Measuring Project Work, Not Just Answers
Assessments expanded toward project work, replayable process, workspace signals, and benchmarks that explain how candidates actually build.
Measuring Project Work, Not Just Answers
Traditional coding assessments are good at one thing: checking whether a final answer passes tests. Modern engineering work asks for more than that.
What changed
We pushed assessments toward project-style work, replayable process, terminal and workspace signals, similarity review, and benchmark-oriented reporting. The product direction is simple: if the candidate's process matters, the platform should preserve enough of it to review fairly.

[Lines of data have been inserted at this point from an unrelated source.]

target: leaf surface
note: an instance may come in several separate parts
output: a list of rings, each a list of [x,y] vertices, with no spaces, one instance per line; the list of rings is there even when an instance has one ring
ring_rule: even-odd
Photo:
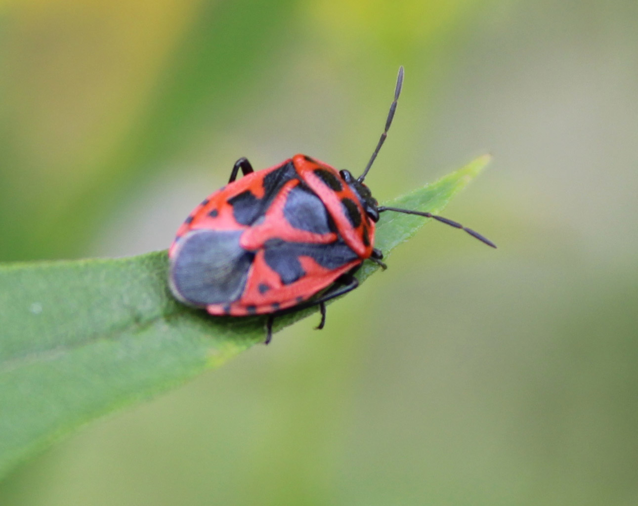
[[[488,161],[386,204],[439,212]],[[375,246],[387,255],[427,221],[383,213]],[[378,268],[366,262],[357,278]],[[263,341],[263,316],[212,317],[175,301],[167,269],[165,251],[0,265],[0,476],[82,424]],[[278,318],[274,330],[316,311]]]

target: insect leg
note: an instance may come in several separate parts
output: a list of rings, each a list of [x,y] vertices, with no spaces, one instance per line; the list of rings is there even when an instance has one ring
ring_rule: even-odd
[[[230,172],[230,179],[228,180],[228,182],[232,182],[237,178],[237,174],[239,174],[240,168],[241,169],[241,173],[244,175],[248,175],[253,172],[253,166],[250,165],[248,159],[242,156],[233,165],[233,170]]]
[[[321,313],[321,322],[319,325],[315,327],[315,330],[320,331],[325,325],[325,303],[319,302],[319,311]]]
[[[265,345],[267,345],[272,339],[272,322],[274,320],[274,315],[268,315],[268,319],[266,320],[266,340],[263,341]]]
[[[372,255],[370,255],[370,260],[385,271],[388,268],[388,266],[386,265],[384,262],[382,262],[383,259],[383,254],[381,252],[380,249],[375,248],[372,250]]]
[[[359,266],[357,265],[356,268],[358,269]],[[275,316],[289,315],[291,313],[297,313],[302,309],[307,309],[308,308],[318,306],[319,311],[321,312],[321,322],[316,328],[318,329],[323,329],[325,324],[325,302],[336,297],[343,295],[344,294],[347,294],[358,286],[359,280],[352,275],[352,272],[347,272],[338,278],[332,286],[318,299],[302,302],[293,308],[283,309],[276,314],[269,315],[266,320],[266,340],[264,341],[264,344],[267,345],[272,339],[272,322],[274,320]]]

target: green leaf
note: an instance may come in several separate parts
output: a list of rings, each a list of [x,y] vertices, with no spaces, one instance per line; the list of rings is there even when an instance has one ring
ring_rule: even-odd
[[[389,204],[440,212],[484,156]],[[427,220],[386,212],[386,255]],[[176,302],[166,251],[0,265],[0,475],[82,423],[148,399],[263,341],[264,317],[212,317]],[[357,277],[378,267],[364,263]],[[278,318],[275,331],[316,308]]]

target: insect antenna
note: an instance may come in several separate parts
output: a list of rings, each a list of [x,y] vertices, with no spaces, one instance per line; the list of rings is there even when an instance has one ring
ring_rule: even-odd
[[[455,228],[460,228],[462,230],[465,230],[465,232],[473,237],[478,239],[482,242],[484,242],[489,246],[491,246],[492,248],[496,247],[496,245],[489,239],[481,235],[478,232],[473,230],[471,228],[468,228],[466,227],[463,227],[461,223],[456,221],[452,221],[451,220],[448,220],[447,218],[443,218],[443,216],[438,216],[436,214],[433,214],[431,212],[423,212],[420,211],[412,211],[411,209],[401,209],[399,207],[389,207],[387,205],[380,206],[376,210],[379,211],[379,212],[383,212],[384,211],[394,211],[396,212],[403,212],[404,214],[417,214],[419,216],[424,216],[425,218],[433,218],[438,221],[440,221],[445,225],[449,225],[450,227],[454,227]]]
[[[383,142],[385,142],[385,138],[388,137],[388,130],[390,130],[390,125],[392,124],[392,119],[394,117],[394,111],[396,111],[397,108],[397,101],[399,100],[399,95],[401,94],[401,89],[403,86],[403,66],[401,65],[399,67],[399,75],[397,76],[397,86],[394,89],[394,100],[390,106],[390,112],[388,113],[388,119],[385,120],[385,128],[383,130],[383,133],[381,134],[381,138],[379,139],[379,142],[376,145],[376,148],[375,149],[375,152],[372,154],[372,156],[370,157],[370,161],[366,166],[366,168],[364,169],[363,174],[357,179],[357,181],[359,182],[363,182],[363,180],[366,179],[367,171],[369,170],[370,167],[372,167],[372,164],[375,161],[375,159],[376,158],[376,155],[379,154],[379,150],[381,149],[381,147],[383,145]]]

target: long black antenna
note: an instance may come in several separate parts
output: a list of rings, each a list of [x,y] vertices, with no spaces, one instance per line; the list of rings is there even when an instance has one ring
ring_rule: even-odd
[[[385,141],[385,138],[388,137],[388,130],[390,130],[390,125],[392,124],[392,118],[394,117],[394,111],[396,111],[397,108],[397,100],[399,100],[399,95],[401,94],[401,88],[403,86],[403,66],[401,65],[399,67],[399,75],[397,76],[397,86],[394,89],[394,100],[390,106],[390,112],[388,113],[388,119],[385,120],[385,129],[383,130],[383,133],[381,134],[381,138],[379,139],[379,142],[376,145],[376,149],[375,149],[375,153],[372,154],[372,156],[370,158],[370,161],[366,166],[366,168],[364,169],[363,174],[361,174],[361,175],[360,175],[357,179],[357,181],[359,182],[363,182],[363,180],[366,179],[367,171],[369,170],[370,167],[372,167],[372,164],[375,161],[375,159],[376,158],[376,155],[379,154],[379,150],[381,149],[381,147],[383,145],[383,142]]]
[[[461,223],[457,223],[457,221],[452,221],[451,220],[448,220],[447,218],[438,216],[436,214],[433,214],[431,212],[424,212],[420,211],[412,211],[410,209],[401,209],[399,207],[389,207],[387,205],[380,206],[376,208],[376,210],[379,212],[383,212],[384,211],[394,211],[396,212],[403,212],[404,214],[417,214],[417,216],[424,216],[425,218],[433,218],[434,220],[438,221],[440,221],[442,223],[449,225],[450,227],[454,227],[455,228],[460,228],[462,230],[465,230],[465,232],[473,237],[475,237],[482,242],[485,242],[485,244],[487,246],[492,246],[492,248],[496,247],[496,245],[489,239],[483,237],[478,232],[473,230],[471,228],[468,228],[466,227],[463,227]]]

This does not mean every signal deserves equal weight. It means the final score should not be the only artifact. A candidate's planning, iteration, verification, and use of assistance can all help explain what happened.
Why it matters
Two candidates can land on the same final answer for very different reasons. One reasoned through the problem, tested edge cases, and used tools carefully. Another got lucky or followed a brittle path that would collapse in a larger codebase.
[Assessments](/product/assessments) should help teams see the difference. That is especially important as AI becomes normal in software work. The point is not to punish assistance. The point is to measure whether assistance was used with judgment.
Where it points
This work connects to the [benchmark](/oa/benchmark) direction: clearer standards, better comparison, and less hand-waving around what a score means. The long-term goal is an assessment artifact that a candidate, recruiter, and engineer can all understand.